Interpreting Figures and Tables

Helping Your Students to Interpret Figures and Tables: "Step One-Step Two"

Most students have little or no experience interpreting figures and tables, and so you will have to help them do this. The "step one-step two" approach shows students a logical stepwise way to make sense of data presented in figure or table form. It compels them to slow down and not give up right away (as many are inclined to do) — or not jump to interpretations too quickly.

Students don't realize that understanding figures/tables takes a lot of time. Some think that if they don't understand the data immediately, they are stupid or will never be able to figure it out. This approach gives them the confidence they will need to continue working with data throughout your course.

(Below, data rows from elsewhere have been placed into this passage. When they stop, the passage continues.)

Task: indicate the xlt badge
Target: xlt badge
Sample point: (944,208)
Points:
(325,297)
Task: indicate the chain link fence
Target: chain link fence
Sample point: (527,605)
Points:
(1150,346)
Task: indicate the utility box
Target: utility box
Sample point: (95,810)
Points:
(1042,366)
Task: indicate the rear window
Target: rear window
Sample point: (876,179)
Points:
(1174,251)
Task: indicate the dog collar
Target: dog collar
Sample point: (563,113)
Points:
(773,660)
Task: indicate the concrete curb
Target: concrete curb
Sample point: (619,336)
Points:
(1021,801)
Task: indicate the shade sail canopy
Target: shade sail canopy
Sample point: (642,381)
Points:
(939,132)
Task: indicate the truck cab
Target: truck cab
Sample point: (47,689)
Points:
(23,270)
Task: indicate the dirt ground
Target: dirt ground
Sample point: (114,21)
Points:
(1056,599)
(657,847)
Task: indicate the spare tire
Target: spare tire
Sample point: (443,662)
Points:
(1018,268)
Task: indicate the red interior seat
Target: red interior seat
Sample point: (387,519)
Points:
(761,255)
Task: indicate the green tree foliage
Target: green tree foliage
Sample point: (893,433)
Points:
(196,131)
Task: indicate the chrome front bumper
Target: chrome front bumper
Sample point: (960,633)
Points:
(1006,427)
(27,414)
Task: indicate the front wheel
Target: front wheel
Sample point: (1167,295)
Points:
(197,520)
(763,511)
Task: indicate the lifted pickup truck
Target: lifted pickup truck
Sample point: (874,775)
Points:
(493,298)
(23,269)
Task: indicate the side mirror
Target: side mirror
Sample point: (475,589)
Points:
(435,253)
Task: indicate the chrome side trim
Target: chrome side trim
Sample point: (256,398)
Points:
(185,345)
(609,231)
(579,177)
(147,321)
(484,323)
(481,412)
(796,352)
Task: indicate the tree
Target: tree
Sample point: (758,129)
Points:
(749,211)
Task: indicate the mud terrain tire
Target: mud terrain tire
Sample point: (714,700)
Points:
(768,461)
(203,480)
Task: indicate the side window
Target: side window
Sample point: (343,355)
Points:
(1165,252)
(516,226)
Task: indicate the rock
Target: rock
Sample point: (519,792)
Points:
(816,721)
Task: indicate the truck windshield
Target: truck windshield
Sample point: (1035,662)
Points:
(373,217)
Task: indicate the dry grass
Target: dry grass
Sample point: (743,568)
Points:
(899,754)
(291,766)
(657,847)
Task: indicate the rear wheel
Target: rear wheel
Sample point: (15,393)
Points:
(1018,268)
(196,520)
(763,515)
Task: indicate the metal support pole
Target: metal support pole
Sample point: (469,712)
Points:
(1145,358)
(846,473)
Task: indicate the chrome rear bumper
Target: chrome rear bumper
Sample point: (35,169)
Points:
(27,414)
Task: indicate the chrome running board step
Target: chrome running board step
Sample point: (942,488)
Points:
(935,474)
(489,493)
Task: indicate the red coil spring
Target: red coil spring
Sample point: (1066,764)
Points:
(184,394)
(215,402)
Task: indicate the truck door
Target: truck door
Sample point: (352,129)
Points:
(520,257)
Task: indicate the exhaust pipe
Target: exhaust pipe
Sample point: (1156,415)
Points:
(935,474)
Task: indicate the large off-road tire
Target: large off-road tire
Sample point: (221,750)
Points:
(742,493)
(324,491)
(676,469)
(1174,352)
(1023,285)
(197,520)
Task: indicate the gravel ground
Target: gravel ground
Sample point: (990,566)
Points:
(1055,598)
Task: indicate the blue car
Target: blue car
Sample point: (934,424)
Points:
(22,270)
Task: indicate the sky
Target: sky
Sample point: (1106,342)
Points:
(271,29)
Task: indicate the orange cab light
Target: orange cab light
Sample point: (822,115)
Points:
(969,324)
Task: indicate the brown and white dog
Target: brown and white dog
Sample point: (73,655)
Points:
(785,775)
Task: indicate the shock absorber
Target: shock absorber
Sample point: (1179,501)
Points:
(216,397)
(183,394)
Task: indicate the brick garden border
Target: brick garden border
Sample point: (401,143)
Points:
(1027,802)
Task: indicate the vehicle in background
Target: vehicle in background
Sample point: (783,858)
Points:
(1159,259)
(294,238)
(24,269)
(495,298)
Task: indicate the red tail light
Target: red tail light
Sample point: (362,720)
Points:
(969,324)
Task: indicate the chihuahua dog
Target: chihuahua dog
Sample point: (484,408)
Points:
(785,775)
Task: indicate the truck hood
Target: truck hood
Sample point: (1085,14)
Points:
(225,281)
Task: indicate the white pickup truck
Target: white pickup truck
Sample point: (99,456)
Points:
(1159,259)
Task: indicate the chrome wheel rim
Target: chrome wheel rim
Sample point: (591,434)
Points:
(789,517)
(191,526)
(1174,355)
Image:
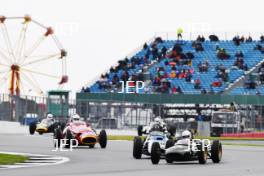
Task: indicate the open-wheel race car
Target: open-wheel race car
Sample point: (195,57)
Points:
(188,150)
(82,132)
(46,125)
(143,146)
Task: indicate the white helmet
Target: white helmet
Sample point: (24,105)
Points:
(186,134)
(76,118)
(49,116)
(158,120)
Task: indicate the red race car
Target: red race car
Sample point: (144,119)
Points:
(81,132)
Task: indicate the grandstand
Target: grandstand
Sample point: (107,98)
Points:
(201,66)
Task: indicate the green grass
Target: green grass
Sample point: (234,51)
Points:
(8,159)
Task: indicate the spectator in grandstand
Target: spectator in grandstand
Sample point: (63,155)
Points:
(173,90)
(239,54)
(262,39)
(222,54)
(261,73)
(217,83)
(197,83)
(200,38)
(190,55)
(239,63)
(188,76)
(173,74)
(179,89)
(237,40)
(203,66)
(156,81)
(125,76)
(213,38)
(145,46)
(203,91)
(249,39)
(87,89)
(260,48)
(197,46)
(179,33)
(115,80)
(199,117)
(163,51)
(158,40)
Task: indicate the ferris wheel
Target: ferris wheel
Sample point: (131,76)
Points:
(31,57)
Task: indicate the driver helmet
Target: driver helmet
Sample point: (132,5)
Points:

This is written for students so that you can give the directions to students if you wish.

Step One (Describe)

First determine how the figure/table is set up. This is the part that everyone would agree about and is not a matter of interpretation.

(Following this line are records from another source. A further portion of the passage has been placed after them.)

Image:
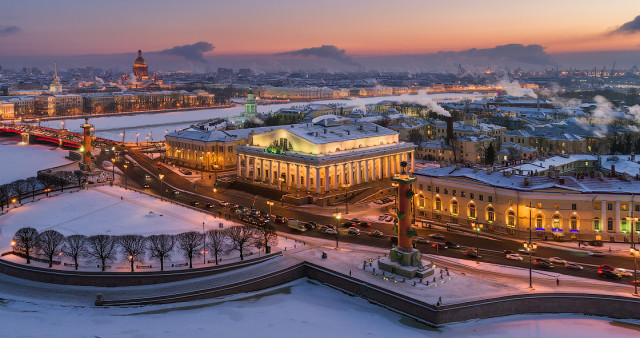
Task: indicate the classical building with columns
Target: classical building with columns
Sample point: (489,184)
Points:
(587,205)
(322,158)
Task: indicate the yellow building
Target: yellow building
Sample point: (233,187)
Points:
(582,207)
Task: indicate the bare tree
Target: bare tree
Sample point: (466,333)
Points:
(160,247)
(33,183)
(242,237)
(21,187)
(26,239)
(133,247)
(75,246)
(216,243)
(5,193)
(50,242)
(101,248)
(190,243)
(266,236)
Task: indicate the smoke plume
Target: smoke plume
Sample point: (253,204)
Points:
(325,51)
(193,52)
(424,100)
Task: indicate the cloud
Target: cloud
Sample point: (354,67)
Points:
(533,54)
(630,27)
(8,30)
(193,52)
(324,51)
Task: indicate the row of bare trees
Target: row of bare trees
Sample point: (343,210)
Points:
(135,248)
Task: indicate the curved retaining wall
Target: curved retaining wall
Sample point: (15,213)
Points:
(112,279)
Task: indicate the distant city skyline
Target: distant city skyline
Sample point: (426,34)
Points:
(361,28)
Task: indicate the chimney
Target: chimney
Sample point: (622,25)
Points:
(449,129)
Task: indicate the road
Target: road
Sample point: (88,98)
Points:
(490,248)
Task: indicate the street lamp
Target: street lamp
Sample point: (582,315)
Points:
(161,176)
(338,216)
(346,203)
(270,203)
(281,199)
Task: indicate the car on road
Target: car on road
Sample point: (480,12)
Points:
(609,274)
(349,224)
(422,240)
(514,257)
(353,231)
(606,267)
(452,245)
(363,223)
(543,263)
(570,265)
(623,272)
(375,233)
(471,254)
(557,260)
(596,254)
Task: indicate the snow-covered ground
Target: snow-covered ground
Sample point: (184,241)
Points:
(19,160)
(298,309)
(157,125)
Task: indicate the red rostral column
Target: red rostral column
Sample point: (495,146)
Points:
(404,198)
(86,158)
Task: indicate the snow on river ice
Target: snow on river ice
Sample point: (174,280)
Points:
(301,308)
(158,124)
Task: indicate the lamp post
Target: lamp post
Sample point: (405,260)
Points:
(161,176)
(270,203)
(125,176)
(281,199)
(337,215)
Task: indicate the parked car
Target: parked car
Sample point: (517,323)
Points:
(422,240)
(543,263)
(375,233)
(606,267)
(609,274)
(514,257)
(452,245)
(349,224)
(557,260)
(471,254)
(363,223)
(623,272)
(574,266)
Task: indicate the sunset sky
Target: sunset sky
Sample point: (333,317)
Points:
(361,27)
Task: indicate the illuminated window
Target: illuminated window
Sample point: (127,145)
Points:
(472,210)
(491,215)
(573,222)
(511,219)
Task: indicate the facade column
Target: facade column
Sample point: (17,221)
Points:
(326,179)
(616,221)
(239,172)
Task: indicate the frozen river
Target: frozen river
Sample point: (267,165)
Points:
(156,125)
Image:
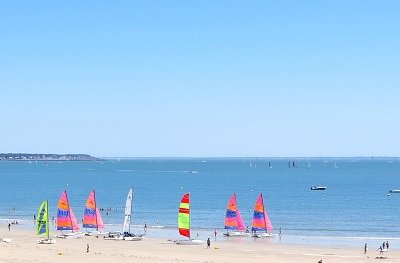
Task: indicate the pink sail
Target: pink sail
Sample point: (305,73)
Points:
(268,224)
(100,223)
(260,217)
(240,222)
(74,222)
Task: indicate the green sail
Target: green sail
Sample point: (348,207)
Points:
(42,218)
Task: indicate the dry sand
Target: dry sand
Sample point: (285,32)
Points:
(24,248)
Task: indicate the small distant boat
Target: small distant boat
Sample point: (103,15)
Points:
(318,188)
(66,219)
(184,223)
(261,221)
(92,217)
(233,219)
(42,226)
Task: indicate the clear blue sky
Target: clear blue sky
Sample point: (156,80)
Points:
(200,78)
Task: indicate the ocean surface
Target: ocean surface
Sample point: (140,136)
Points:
(354,209)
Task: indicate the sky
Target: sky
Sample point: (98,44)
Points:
(200,78)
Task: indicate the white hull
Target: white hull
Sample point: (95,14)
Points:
(189,242)
(71,235)
(47,241)
(96,233)
(264,235)
(236,234)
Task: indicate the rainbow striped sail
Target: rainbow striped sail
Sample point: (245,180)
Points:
(42,218)
(184,216)
(233,219)
(66,219)
(92,217)
(261,220)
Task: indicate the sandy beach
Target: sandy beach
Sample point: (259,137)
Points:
(24,248)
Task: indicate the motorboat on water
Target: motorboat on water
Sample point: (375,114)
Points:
(318,188)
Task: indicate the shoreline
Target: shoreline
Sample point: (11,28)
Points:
(153,249)
(159,249)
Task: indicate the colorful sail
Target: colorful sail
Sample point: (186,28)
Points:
(260,217)
(128,212)
(92,217)
(42,227)
(66,219)
(184,216)
(233,219)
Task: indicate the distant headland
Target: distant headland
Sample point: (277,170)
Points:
(46,157)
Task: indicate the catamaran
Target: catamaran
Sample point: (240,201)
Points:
(261,220)
(66,219)
(184,223)
(233,219)
(126,228)
(92,217)
(42,227)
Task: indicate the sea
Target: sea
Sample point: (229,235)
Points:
(356,207)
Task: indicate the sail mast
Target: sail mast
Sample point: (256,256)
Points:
(69,210)
(47,223)
(95,209)
(130,216)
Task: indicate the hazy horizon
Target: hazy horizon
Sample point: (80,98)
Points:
(226,78)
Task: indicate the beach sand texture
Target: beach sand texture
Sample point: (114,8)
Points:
(24,248)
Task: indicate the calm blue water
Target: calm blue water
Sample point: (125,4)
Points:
(355,205)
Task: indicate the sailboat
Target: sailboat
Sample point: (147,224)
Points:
(184,223)
(233,219)
(66,219)
(42,227)
(261,220)
(92,217)
(126,229)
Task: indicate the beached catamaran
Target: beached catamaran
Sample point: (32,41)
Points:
(126,228)
(92,217)
(66,219)
(42,226)
(233,219)
(261,220)
(184,223)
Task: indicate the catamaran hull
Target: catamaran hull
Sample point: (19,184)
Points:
(189,242)
(235,234)
(264,235)
(72,235)
(47,241)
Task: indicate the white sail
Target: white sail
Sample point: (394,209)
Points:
(128,212)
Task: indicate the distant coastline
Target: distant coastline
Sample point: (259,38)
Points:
(46,157)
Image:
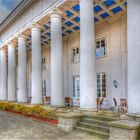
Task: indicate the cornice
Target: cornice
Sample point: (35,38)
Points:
(20,8)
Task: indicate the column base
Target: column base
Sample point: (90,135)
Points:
(24,102)
(3,100)
(131,117)
(124,129)
(67,121)
(11,101)
(88,112)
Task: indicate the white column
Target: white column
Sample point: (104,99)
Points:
(133,46)
(36,67)
(3,76)
(87,56)
(57,95)
(11,73)
(22,62)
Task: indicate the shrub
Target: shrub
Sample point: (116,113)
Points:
(35,110)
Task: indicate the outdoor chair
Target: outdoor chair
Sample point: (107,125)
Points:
(29,99)
(123,105)
(107,104)
(116,106)
(99,102)
(68,101)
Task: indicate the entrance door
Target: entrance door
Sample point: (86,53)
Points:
(76,90)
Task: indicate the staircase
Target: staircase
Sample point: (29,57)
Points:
(97,125)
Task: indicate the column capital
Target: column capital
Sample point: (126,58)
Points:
(55,13)
(35,26)
(3,51)
(10,44)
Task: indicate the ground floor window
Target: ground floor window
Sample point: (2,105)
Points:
(43,87)
(101,85)
(76,90)
(76,86)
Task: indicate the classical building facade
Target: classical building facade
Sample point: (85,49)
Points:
(81,49)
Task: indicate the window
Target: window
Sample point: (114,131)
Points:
(0,40)
(43,87)
(75,55)
(100,47)
(101,85)
(43,64)
(76,86)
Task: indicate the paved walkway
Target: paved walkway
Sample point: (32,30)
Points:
(18,127)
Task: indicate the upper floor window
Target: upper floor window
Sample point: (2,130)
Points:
(101,85)
(75,55)
(100,47)
(0,40)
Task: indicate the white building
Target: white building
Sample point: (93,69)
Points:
(67,48)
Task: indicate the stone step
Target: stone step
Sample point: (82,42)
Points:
(95,127)
(94,121)
(93,132)
(103,118)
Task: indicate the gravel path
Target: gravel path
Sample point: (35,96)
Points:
(18,127)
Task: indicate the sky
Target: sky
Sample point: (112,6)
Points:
(6,7)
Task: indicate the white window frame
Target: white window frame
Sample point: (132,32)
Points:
(99,39)
(43,64)
(101,88)
(74,62)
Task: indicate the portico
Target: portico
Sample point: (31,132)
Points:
(53,37)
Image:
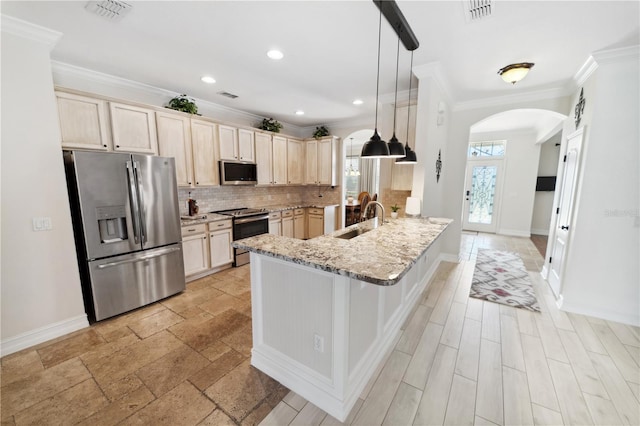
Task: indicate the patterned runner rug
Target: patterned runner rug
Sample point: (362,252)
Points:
(500,277)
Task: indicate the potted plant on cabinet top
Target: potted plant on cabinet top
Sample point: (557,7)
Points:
(183,103)
(394,211)
(271,125)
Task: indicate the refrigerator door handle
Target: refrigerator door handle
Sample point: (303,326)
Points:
(133,200)
(155,254)
(142,211)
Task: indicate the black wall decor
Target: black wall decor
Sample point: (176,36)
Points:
(580,108)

What are units on the axes (for a figure) or heading of the columns (for a table)? Make sure you understand what these units mean.

g m—2 = g/m2

Pay attention to the symbols on a figure, the differences between dotted and solid lines, and so on.

Now look at the pattern in the data. For a figure with lines, what is their pattern? For instance, do they increase linearly and then level off? In a table do the numbers increase across the column? Pay attention to detail; that may be important.

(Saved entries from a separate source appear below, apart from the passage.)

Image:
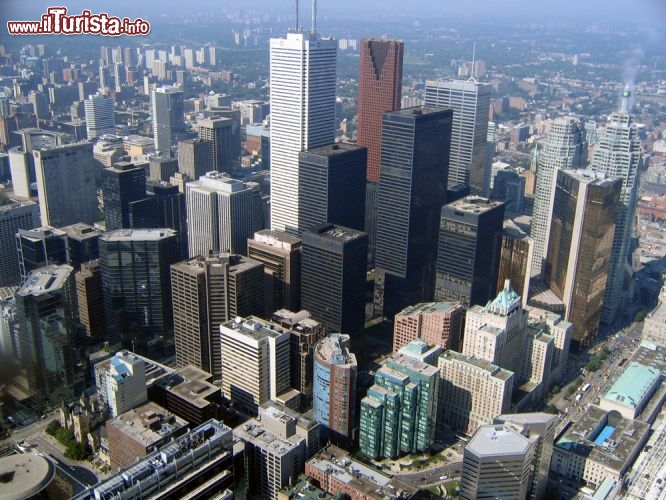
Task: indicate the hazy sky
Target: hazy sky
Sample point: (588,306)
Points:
(653,11)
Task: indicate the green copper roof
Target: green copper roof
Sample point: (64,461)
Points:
(633,385)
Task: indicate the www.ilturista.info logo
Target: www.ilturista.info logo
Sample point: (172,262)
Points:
(56,22)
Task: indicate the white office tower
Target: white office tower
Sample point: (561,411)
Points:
(100,117)
(564,147)
(222,213)
(498,462)
(121,382)
(302,98)
(618,154)
(470,102)
(497,331)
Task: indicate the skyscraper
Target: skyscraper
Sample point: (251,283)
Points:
(618,154)
(470,232)
(564,147)
(222,214)
(302,96)
(497,331)
(46,313)
(66,184)
(100,118)
(398,414)
(219,132)
(331,185)
(122,184)
(412,190)
(470,102)
(498,462)
(334,388)
(168,118)
(14,216)
(136,283)
(379,91)
(206,292)
(585,206)
(333,276)
(195,157)
(437,323)
(281,256)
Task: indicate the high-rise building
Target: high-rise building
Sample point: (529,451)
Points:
(255,364)
(333,276)
(542,428)
(564,147)
(585,206)
(305,333)
(497,331)
(46,317)
(334,389)
(122,184)
(470,102)
(164,206)
(100,118)
(206,292)
(14,216)
(516,254)
(412,190)
(398,414)
(82,244)
(222,214)
(136,283)
(379,91)
(91,300)
(618,154)
(473,391)
(168,118)
(302,97)
(66,184)
(281,255)
(498,462)
(331,185)
(195,157)
(121,382)
(436,323)
(40,247)
(468,257)
(219,132)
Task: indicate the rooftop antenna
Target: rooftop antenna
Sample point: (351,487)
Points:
(471,77)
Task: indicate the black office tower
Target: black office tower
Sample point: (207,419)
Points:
(331,184)
(470,234)
(412,190)
(136,283)
(333,276)
(121,185)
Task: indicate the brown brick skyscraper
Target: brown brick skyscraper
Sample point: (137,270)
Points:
(379,89)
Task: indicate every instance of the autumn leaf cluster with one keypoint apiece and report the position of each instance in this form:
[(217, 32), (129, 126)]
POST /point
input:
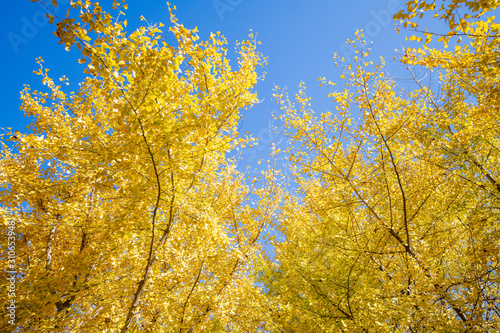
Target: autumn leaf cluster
[(130, 217)]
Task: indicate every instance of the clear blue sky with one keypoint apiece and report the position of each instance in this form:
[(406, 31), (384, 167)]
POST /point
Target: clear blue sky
[(298, 37)]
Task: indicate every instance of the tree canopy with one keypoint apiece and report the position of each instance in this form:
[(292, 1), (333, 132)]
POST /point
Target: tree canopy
[(130, 217)]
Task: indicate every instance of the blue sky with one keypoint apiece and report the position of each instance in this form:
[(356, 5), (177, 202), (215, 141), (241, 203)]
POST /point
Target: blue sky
[(298, 37)]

At this point you should have a pretty good idea of the question addressed by the data set and the experimental design — how it was carried out.

Step Two (Interpret)

Now you are ready to interpret the data. What conclusions can you draw from the pattern that you have described? What do these results tell you about the phenomenon being studied? How do they fit into the larger picture of ecological thinking?

Interpretations may well differ from person to person; this is to be expected and makes discussions about data sets all the more interesting!